By John Solomon, Jerry Dunleavy and Steven Richards
Published: February 19, 2026 10:51pm
Federal prosecutors who are probing the weaponization of intelligence and law enforcement against President Donald Trump and his allies have sent a secret and rare request for evidence from the U.S. Senate regarding former CIA Director John Brennan, signaling that they are zeroing in on his questionable testimony going back nearly a decade on his now-debunked efforts to tie Trump's 2016 campaign to collusion with Russia.
The overtures to the U.S. Senate and its intelligence committee from U.S. Attorney Jason A. Reding Quiñones' team in Miami began over the last month and were formalized in a written request for documents, transcripts and testimony last Friday, according to multiple people directly familiar with the conversations.
Senate lawyers and prosecutors are negotiating the best way to transfer the evidence, including a possible visit by the prosecution team to Washington in the coming days.
The efforts are complicated in part because much of what Brennan discussed in briefings dating to 2016 about alleged Russian interference efforts and now-debunked allegations of Trump collusion are classified, stored in secure briefing rooms and include evidence controlled by the nation's chief spy agency, the CIA, the sources said.

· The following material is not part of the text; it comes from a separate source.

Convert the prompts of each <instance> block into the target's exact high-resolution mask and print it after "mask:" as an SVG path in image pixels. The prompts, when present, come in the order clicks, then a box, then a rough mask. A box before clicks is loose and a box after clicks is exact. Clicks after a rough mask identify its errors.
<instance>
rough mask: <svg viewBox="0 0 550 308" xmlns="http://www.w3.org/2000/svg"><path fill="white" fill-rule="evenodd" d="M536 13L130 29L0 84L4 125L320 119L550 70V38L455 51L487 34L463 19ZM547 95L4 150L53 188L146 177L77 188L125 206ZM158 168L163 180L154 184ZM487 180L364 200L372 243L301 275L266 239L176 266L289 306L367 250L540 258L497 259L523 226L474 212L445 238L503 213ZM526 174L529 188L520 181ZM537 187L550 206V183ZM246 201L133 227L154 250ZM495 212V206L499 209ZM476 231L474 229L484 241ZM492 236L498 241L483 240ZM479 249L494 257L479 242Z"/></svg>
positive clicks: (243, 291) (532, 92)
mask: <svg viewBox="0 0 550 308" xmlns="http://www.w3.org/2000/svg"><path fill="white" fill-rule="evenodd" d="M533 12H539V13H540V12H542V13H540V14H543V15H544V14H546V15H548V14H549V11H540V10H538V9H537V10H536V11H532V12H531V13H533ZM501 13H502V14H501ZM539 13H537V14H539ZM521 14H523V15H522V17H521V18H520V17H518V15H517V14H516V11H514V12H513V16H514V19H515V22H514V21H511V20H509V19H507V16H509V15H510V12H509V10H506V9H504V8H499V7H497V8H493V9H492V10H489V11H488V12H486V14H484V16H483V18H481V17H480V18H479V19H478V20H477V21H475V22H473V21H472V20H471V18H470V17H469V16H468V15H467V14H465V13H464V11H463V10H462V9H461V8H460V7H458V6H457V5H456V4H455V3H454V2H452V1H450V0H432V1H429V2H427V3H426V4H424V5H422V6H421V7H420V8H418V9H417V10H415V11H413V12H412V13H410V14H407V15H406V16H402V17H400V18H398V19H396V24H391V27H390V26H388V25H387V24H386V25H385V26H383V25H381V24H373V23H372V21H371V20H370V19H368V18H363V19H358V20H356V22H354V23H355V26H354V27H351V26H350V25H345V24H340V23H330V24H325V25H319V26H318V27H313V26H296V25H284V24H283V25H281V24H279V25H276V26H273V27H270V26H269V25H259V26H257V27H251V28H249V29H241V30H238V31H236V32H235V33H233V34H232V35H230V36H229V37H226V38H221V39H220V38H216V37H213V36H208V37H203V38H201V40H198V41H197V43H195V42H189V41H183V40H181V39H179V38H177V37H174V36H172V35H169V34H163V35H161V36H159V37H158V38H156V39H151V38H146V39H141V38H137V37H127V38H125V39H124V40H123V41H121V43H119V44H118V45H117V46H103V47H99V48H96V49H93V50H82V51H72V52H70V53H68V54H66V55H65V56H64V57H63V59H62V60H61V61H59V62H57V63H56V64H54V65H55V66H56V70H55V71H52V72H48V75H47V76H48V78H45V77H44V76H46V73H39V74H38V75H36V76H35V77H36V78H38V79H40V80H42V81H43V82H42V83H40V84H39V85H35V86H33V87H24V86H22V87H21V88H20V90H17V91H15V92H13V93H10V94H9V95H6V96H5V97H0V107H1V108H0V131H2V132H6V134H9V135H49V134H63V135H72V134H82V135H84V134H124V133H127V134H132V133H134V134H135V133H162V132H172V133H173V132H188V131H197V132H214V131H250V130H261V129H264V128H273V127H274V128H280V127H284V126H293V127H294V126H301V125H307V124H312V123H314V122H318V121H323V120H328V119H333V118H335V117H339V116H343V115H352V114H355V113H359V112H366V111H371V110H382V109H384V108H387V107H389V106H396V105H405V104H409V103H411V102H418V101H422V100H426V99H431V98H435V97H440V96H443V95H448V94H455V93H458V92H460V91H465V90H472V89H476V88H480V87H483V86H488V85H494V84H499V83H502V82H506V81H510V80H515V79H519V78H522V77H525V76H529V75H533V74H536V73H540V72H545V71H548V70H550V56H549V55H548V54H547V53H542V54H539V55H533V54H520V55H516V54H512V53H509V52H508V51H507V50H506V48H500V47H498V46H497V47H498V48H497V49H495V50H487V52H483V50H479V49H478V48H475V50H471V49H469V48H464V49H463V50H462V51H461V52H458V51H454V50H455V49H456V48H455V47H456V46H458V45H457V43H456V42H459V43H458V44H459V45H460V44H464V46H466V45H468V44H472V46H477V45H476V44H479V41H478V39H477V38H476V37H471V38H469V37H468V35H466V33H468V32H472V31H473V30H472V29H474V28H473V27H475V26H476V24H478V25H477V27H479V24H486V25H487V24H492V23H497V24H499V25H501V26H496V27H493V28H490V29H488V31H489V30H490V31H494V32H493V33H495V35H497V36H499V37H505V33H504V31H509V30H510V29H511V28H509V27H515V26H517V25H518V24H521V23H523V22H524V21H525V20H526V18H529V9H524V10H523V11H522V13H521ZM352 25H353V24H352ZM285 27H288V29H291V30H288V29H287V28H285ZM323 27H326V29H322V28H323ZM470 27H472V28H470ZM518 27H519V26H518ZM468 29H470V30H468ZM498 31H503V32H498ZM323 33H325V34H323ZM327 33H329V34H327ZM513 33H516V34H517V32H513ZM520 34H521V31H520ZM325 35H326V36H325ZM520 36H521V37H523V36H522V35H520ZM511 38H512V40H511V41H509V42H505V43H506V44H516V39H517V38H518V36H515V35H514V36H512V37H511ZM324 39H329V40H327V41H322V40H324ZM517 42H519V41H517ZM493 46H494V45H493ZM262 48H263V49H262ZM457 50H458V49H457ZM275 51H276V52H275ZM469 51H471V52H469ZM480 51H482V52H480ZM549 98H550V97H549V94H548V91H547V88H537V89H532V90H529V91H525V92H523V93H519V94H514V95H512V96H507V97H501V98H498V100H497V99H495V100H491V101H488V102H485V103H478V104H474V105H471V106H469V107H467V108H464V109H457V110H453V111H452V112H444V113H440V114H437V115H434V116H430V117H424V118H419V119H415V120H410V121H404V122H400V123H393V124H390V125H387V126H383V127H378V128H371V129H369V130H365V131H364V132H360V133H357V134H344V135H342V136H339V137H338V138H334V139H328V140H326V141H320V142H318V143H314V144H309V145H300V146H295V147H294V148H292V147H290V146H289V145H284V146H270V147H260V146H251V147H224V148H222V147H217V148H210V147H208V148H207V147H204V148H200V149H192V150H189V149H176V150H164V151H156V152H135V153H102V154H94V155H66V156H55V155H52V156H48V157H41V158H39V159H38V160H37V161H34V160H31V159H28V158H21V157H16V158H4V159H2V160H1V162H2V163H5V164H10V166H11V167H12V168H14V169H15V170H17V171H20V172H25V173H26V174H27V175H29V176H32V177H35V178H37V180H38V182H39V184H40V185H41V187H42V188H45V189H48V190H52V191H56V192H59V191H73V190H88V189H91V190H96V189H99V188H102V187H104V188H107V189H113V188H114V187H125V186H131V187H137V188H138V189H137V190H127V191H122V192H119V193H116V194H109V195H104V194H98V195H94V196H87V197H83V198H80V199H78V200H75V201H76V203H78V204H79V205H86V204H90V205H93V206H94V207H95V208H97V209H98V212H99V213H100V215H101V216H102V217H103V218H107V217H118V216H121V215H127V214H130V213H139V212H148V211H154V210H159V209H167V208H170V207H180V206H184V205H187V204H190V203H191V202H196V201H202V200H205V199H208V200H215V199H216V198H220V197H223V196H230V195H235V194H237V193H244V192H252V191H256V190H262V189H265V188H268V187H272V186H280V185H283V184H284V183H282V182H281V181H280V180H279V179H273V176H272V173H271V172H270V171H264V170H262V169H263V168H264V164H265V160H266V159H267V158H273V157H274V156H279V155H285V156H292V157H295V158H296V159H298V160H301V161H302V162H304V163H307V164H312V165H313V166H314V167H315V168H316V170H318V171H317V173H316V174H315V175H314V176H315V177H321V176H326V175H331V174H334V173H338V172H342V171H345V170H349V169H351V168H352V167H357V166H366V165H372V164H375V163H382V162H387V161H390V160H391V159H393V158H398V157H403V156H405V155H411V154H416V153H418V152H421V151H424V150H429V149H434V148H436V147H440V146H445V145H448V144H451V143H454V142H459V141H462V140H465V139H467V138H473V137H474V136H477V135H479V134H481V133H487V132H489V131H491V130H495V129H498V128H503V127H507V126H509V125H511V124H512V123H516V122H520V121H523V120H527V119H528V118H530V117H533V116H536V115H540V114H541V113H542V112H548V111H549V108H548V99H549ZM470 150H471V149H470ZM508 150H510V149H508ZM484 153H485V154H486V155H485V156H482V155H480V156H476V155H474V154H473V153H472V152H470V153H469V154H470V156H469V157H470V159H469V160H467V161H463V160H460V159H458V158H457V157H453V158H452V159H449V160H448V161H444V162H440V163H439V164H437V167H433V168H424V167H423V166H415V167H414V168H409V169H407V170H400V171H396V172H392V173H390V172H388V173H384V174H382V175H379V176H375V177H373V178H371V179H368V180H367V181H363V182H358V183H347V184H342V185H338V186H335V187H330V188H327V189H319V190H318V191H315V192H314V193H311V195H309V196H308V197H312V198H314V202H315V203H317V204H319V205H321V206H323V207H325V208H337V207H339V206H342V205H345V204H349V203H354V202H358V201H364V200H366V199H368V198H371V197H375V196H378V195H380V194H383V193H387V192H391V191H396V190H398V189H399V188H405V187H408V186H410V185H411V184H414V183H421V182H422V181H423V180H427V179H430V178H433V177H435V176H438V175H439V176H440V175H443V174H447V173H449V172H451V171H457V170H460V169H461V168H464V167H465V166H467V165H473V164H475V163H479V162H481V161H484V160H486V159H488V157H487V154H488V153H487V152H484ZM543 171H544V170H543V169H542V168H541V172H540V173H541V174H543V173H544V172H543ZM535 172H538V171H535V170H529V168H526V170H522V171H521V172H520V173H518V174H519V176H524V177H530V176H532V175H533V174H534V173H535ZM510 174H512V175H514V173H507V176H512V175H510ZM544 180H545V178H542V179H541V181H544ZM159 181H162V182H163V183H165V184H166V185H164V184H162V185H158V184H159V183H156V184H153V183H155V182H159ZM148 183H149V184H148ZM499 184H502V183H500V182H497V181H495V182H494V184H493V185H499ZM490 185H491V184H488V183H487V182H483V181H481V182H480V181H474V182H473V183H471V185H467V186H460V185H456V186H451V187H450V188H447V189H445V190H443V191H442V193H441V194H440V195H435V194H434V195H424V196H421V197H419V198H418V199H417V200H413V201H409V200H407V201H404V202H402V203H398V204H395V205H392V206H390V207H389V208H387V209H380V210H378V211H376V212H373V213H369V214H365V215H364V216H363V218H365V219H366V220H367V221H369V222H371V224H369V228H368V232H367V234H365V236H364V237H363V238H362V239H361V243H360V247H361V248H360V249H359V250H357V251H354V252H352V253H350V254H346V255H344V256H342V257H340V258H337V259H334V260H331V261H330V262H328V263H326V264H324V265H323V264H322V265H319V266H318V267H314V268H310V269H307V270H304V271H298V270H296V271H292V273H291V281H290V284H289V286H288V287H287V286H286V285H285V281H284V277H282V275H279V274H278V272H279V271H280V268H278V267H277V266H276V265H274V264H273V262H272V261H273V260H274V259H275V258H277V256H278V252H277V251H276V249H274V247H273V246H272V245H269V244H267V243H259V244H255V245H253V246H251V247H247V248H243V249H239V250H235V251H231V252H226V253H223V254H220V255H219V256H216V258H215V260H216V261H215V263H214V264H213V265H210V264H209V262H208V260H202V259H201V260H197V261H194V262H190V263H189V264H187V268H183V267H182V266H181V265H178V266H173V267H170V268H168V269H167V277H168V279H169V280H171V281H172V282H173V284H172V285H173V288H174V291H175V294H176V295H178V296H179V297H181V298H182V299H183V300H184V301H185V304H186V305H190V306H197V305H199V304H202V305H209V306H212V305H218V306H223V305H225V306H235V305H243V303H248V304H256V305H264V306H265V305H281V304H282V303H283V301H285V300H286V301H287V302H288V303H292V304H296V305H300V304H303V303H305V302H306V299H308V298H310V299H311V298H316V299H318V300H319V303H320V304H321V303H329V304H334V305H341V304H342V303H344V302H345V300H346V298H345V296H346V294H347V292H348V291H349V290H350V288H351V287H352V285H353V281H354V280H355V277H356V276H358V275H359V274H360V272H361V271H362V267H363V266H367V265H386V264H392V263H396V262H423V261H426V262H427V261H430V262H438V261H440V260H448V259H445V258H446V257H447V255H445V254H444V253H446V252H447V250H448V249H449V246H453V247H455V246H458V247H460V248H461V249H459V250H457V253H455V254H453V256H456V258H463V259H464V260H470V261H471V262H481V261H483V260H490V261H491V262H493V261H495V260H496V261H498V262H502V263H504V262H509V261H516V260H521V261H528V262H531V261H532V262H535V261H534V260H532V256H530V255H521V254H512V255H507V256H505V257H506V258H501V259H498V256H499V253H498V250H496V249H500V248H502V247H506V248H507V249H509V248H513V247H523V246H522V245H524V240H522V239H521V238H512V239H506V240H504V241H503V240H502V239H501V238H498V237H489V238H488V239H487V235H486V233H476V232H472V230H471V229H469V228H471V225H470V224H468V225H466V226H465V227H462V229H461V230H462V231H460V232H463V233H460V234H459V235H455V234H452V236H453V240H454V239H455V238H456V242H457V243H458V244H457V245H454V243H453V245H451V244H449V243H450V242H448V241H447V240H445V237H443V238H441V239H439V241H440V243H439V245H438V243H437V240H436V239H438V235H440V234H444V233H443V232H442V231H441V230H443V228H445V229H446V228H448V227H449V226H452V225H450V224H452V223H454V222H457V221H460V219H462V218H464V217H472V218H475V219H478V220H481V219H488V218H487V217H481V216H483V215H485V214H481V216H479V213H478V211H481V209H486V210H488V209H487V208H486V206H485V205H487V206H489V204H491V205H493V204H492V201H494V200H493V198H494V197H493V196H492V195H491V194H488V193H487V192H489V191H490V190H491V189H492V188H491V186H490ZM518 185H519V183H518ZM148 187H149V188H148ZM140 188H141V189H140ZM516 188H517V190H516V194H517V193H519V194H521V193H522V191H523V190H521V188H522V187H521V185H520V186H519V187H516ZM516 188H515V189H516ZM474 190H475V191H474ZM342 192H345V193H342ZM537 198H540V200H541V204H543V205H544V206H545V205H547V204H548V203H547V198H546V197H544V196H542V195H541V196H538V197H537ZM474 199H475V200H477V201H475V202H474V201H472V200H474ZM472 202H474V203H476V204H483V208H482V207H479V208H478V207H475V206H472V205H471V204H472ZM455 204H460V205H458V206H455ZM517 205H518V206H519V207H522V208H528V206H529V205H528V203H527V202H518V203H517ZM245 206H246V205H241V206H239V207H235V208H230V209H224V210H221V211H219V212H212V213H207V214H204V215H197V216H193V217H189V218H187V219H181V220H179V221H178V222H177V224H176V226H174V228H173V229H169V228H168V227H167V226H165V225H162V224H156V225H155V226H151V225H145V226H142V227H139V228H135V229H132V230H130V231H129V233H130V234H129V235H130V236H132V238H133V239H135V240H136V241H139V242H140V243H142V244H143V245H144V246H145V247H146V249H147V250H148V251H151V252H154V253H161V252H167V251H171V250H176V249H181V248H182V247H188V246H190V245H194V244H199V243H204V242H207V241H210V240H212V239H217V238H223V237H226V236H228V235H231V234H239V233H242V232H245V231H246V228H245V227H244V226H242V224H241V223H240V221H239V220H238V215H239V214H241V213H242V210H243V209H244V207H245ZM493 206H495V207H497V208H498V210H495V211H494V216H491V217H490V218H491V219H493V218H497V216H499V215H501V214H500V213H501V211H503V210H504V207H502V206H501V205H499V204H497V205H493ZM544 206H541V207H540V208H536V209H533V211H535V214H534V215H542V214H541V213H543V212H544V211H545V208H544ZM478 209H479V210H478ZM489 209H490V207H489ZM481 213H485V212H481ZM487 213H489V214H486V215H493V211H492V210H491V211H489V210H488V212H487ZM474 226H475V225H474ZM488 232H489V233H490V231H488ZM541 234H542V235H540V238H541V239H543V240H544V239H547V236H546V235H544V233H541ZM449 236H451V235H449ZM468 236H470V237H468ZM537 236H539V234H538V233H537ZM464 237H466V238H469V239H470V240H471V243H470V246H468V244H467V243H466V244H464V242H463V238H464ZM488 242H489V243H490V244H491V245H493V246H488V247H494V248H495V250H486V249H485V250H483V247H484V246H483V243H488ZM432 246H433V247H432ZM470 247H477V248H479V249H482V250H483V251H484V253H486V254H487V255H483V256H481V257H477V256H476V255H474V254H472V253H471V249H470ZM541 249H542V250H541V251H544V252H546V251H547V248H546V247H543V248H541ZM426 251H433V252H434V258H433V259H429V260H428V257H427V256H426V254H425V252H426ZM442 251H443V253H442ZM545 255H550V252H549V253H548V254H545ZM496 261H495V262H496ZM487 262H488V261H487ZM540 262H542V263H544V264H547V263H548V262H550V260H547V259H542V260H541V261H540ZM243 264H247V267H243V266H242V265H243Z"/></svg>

The House Judiciary Committee last year formally referred Brennan, who oversaw the Obama-era CIA, for prosecution, alleging he gave false testimony in 2023 about his role in trying to bring the discredited Steele Dossier into an intelligence assessment that suggested Russia tried to help Trump beat Hillary Clinton. That testimony is still covered by the five-year statute of limitations for prosecuting false testimony to Congress.
The request to the Senate signals a possible longer-term conspiracy case, seeking contacts with the Senate that stretches back nearly a decade. Brennan's last known testimony contacts with the Senate date to June 23, 2017 and May 16, 2018, two dates that extend outside the usual five-year statute of limitations.